Netcore Cloud
- Type: Private
- Industry: Marketing Technology
- Founded: December 9, 1997; 28 years ago
- Founder: Rajesh Jain
- Headquarters: Mumbai, India
- Area served: Worldwide
- Number of employees: 1,000–5,000
- Website: www.netcore.ai

= Netcore =

Global marketing technology company

Netcore is a marketing technology company. Its products include a customer engagement platform, email marketing, agentic marketing, marketing automation, personalization, and customer data tools. It was founded by Rajesh Jain in 1997 as Netcore Solutions.

== History ==
Netcore was founded on December 9, 1997. Originally known as Netcore Solutions, the company was rebranded as Netcore Cloud Pvt. Ltd. three years ago.

In 1997, Netcore started as a provider of end-to-end Linux-based messaging, collaboration, and archiving services. By 2006, Netcore introduced MOBILITY SMS SOLUTION, an SMS marketing platform for enterprises. In 2009, the company launched an enterprise-grade email marketing platform.

In 2012, Netcore developed mobility voice solution, which offered IVR, Missed Call, and Outbound Dialing (OBD) services. In 2015, Netcore introduced Netcore SMARTECH, a cross-channel marketing automation platform.

Between 2016 and 2017, the company expanded to Southeast Asia, Africa, and the United States, while also launching a new brand identity. In 2019, Netcore integrated analytics, chatbots, AI, and machine learning into its services. In the same year, the company acquired Boxx.ai by for approximately $500,000.

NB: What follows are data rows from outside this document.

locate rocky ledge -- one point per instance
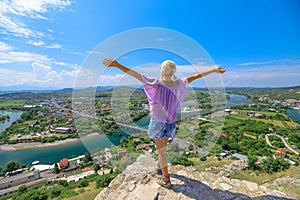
(138, 182)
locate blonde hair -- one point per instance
(169, 68)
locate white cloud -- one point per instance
(36, 43)
(110, 80)
(14, 78)
(13, 14)
(12, 57)
(263, 76)
(41, 75)
(5, 47)
(54, 46)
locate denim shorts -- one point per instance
(158, 130)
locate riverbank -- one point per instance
(33, 145)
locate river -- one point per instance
(49, 155)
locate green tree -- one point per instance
(22, 189)
(56, 170)
(87, 157)
(96, 167)
(83, 183)
(251, 162)
(123, 142)
(11, 166)
(104, 180)
(271, 165)
(1, 170)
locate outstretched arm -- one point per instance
(109, 62)
(199, 75)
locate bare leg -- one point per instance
(161, 146)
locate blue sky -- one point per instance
(44, 42)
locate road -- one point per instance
(283, 140)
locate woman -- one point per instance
(164, 96)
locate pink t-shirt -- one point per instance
(164, 100)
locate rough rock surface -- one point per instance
(138, 182)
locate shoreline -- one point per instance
(34, 145)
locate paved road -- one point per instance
(283, 140)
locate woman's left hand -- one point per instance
(109, 62)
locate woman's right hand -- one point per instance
(109, 62)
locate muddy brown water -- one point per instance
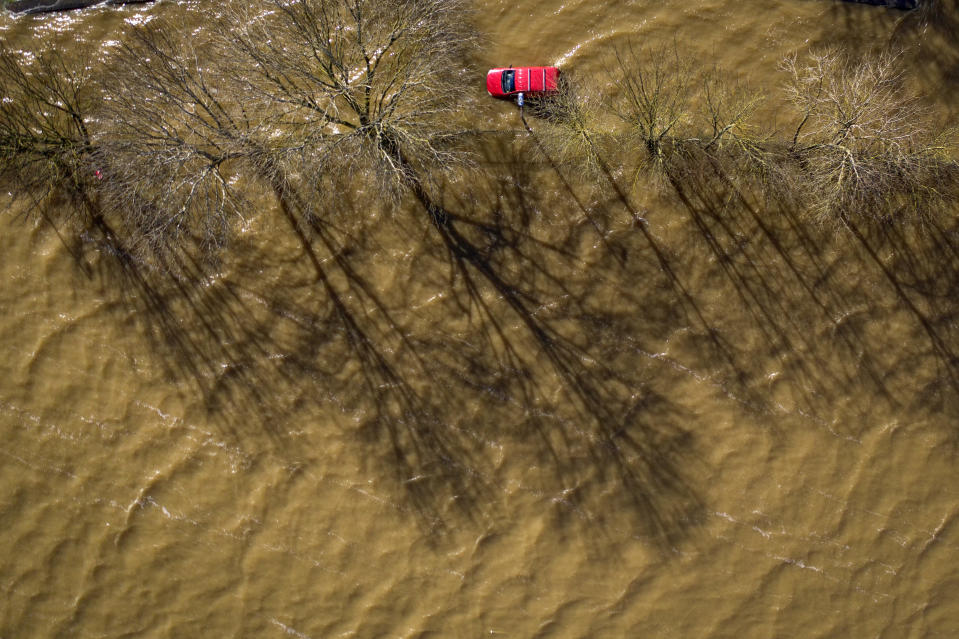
(787, 393)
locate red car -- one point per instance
(505, 83)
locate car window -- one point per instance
(509, 81)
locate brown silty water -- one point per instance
(727, 422)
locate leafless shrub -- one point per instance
(169, 139)
(657, 98)
(44, 141)
(572, 123)
(865, 145)
(366, 86)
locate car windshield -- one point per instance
(509, 81)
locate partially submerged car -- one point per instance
(513, 81)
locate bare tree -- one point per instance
(865, 145)
(45, 144)
(363, 85)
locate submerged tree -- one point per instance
(865, 145)
(45, 143)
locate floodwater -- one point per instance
(214, 460)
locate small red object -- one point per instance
(505, 83)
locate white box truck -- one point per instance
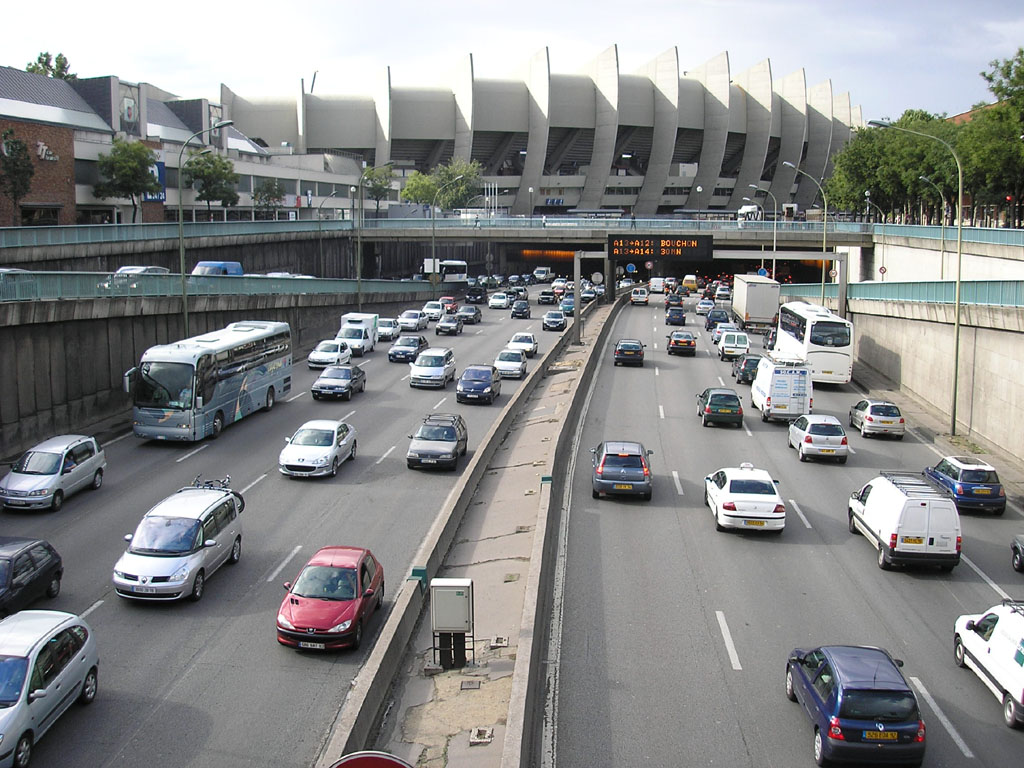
(755, 302)
(359, 331)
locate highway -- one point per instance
(201, 684)
(670, 640)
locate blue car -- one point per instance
(861, 708)
(972, 483)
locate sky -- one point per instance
(890, 56)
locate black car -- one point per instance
(744, 368)
(30, 568)
(478, 384)
(407, 348)
(520, 309)
(340, 381)
(476, 295)
(469, 314)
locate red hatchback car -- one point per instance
(329, 604)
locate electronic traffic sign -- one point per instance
(667, 248)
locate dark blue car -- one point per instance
(861, 707)
(972, 483)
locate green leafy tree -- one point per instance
(44, 65)
(216, 176)
(126, 173)
(16, 170)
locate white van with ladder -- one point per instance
(992, 645)
(782, 389)
(909, 519)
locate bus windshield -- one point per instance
(167, 385)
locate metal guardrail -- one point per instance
(57, 286)
(983, 292)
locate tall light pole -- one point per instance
(774, 225)
(824, 223)
(181, 223)
(960, 255)
(433, 231)
(942, 227)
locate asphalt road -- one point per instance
(670, 640)
(207, 684)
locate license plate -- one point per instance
(881, 735)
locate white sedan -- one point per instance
(329, 352)
(524, 341)
(511, 364)
(317, 449)
(744, 498)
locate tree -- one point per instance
(216, 177)
(44, 65)
(16, 170)
(126, 173)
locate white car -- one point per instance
(500, 301)
(525, 342)
(744, 498)
(330, 352)
(511, 364)
(433, 310)
(317, 449)
(412, 320)
(388, 329)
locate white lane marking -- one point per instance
(192, 453)
(942, 718)
(253, 483)
(276, 571)
(989, 582)
(733, 656)
(800, 512)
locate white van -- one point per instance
(782, 389)
(909, 519)
(992, 645)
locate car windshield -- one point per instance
(321, 437)
(165, 385)
(431, 432)
(12, 674)
(326, 583)
(760, 487)
(979, 475)
(38, 463)
(165, 536)
(884, 706)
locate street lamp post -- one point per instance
(942, 227)
(774, 225)
(433, 231)
(824, 223)
(181, 224)
(960, 255)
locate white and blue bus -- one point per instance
(195, 387)
(812, 334)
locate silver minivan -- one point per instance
(51, 471)
(180, 543)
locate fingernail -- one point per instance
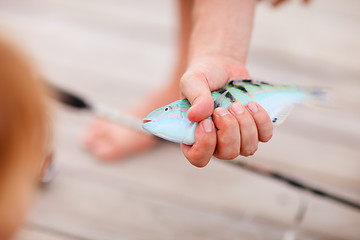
(221, 111)
(238, 108)
(207, 125)
(252, 106)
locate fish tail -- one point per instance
(318, 97)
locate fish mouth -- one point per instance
(146, 121)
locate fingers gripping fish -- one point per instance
(171, 122)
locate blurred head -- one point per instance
(171, 123)
(23, 133)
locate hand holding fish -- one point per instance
(239, 129)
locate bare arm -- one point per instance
(218, 50)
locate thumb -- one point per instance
(194, 86)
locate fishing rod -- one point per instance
(100, 110)
(125, 119)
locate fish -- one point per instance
(171, 123)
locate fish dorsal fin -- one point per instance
(220, 99)
(279, 116)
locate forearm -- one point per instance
(222, 27)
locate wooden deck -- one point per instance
(103, 49)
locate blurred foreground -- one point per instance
(115, 52)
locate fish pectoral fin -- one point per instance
(279, 117)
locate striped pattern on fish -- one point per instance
(171, 123)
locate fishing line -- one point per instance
(122, 118)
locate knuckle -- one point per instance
(200, 163)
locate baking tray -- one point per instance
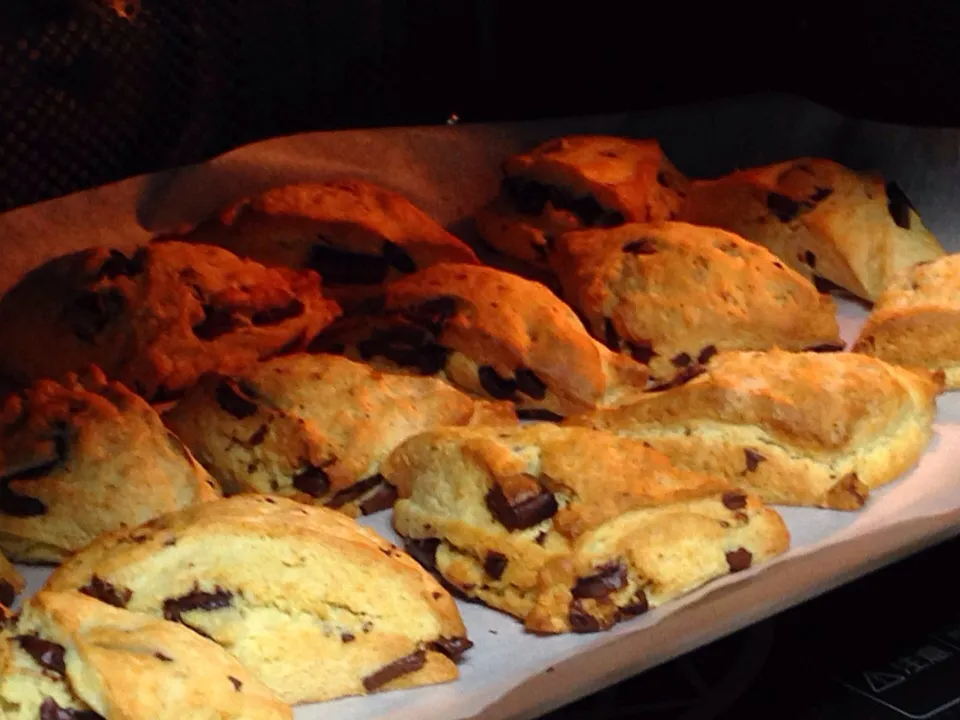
(449, 171)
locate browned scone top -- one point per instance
(568, 528)
(352, 232)
(491, 333)
(159, 318)
(916, 320)
(576, 182)
(83, 457)
(795, 428)
(316, 427)
(821, 218)
(673, 294)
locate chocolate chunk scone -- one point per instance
(916, 320)
(822, 219)
(794, 428)
(84, 457)
(491, 333)
(317, 427)
(157, 319)
(577, 182)
(672, 295)
(129, 666)
(309, 601)
(570, 529)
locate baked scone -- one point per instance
(568, 528)
(128, 666)
(672, 295)
(351, 231)
(575, 182)
(821, 218)
(916, 320)
(158, 319)
(84, 457)
(491, 333)
(310, 602)
(317, 427)
(795, 428)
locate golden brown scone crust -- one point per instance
(491, 333)
(569, 528)
(824, 220)
(794, 428)
(159, 319)
(673, 294)
(313, 604)
(578, 182)
(84, 457)
(916, 320)
(317, 427)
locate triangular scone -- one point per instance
(491, 333)
(795, 428)
(83, 457)
(916, 321)
(821, 218)
(316, 427)
(672, 295)
(129, 666)
(576, 182)
(569, 528)
(310, 602)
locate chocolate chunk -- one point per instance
(398, 258)
(106, 592)
(734, 500)
(524, 509)
(529, 383)
(643, 246)
(275, 316)
(235, 398)
(899, 205)
(313, 481)
(342, 267)
(605, 580)
(453, 648)
(495, 386)
(739, 559)
(784, 208)
(396, 669)
(494, 564)
(753, 459)
(47, 654)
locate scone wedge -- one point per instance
(314, 605)
(672, 295)
(815, 429)
(916, 321)
(570, 529)
(316, 427)
(129, 666)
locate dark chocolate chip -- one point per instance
(47, 654)
(522, 511)
(494, 564)
(107, 592)
(313, 481)
(605, 580)
(753, 459)
(739, 559)
(396, 669)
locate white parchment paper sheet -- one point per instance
(451, 171)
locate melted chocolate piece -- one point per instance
(607, 579)
(396, 669)
(106, 592)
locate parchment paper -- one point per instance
(449, 171)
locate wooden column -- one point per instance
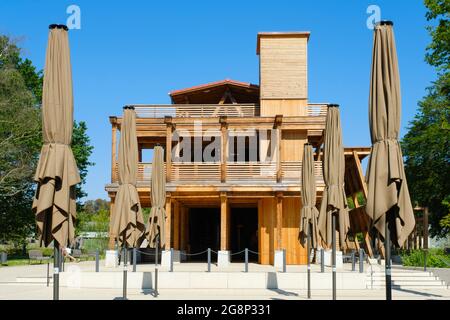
(112, 240)
(113, 149)
(224, 222)
(139, 152)
(425, 228)
(277, 126)
(224, 148)
(183, 239)
(168, 221)
(279, 233)
(176, 225)
(169, 129)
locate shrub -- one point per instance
(436, 258)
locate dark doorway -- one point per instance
(244, 233)
(204, 232)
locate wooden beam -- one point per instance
(277, 126)
(176, 225)
(279, 197)
(112, 240)
(260, 230)
(168, 221)
(183, 226)
(224, 221)
(169, 129)
(425, 228)
(224, 148)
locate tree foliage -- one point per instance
(21, 141)
(426, 146)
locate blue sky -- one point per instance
(137, 51)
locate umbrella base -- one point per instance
(111, 258)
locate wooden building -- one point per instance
(247, 196)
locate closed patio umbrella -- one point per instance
(388, 202)
(156, 225)
(334, 201)
(309, 233)
(127, 222)
(57, 173)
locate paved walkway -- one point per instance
(10, 289)
(41, 292)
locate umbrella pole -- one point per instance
(333, 252)
(156, 266)
(387, 243)
(308, 253)
(56, 271)
(125, 254)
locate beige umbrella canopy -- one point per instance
(334, 200)
(387, 187)
(57, 173)
(127, 222)
(157, 219)
(309, 212)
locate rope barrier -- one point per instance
(194, 254)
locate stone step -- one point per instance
(33, 280)
(404, 277)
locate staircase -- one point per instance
(404, 279)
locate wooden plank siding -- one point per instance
(267, 230)
(283, 67)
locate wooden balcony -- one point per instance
(214, 110)
(237, 172)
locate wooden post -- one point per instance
(224, 148)
(176, 225)
(112, 240)
(113, 151)
(168, 221)
(224, 221)
(425, 228)
(279, 233)
(277, 126)
(182, 227)
(169, 129)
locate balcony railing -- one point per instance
(197, 110)
(213, 110)
(236, 172)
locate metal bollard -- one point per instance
(246, 260)
(134, 259)
(171, 260)
(353, 260)
(322, 260)
(97, 261)
(425, 259)
(209, 259)
(48, 274)
(156, 282)
(361, 260)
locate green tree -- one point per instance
(426, 146)
(21, 141)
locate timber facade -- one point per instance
(240, 187)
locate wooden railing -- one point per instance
(317, 109)
(196, 172)
(291, 171)
(214, 110)
(251, 171)
(201, 172)
(197, 110)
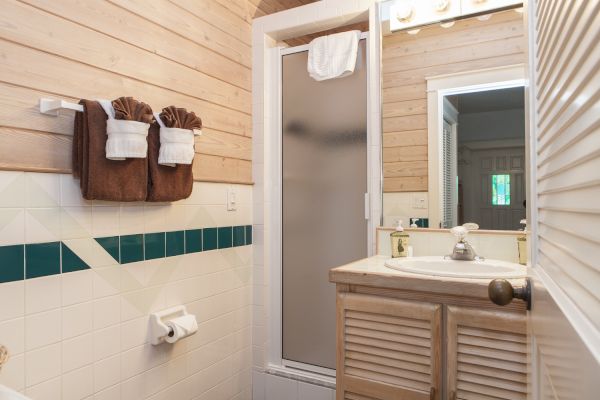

In 2020, Netcore acquired Quinto.ai and Hansel.io for undisclosed amounts. In March 2022, the company bought Unbxd.ai for approximately $100 million. In 2024, Netcore won Gold for the Innovative Customer Experience Management Solution and the Best Email Marketing Platform at the ET Martech+ 2024 Awards.

In 2022 Netcore acquired a 90% stake in U.S.-based Unbxd for $100 million.

In 2026, Netcore Cloud rebranded as Netcore.ai, adopting the new name as part of its transition to an agentic marketing platform.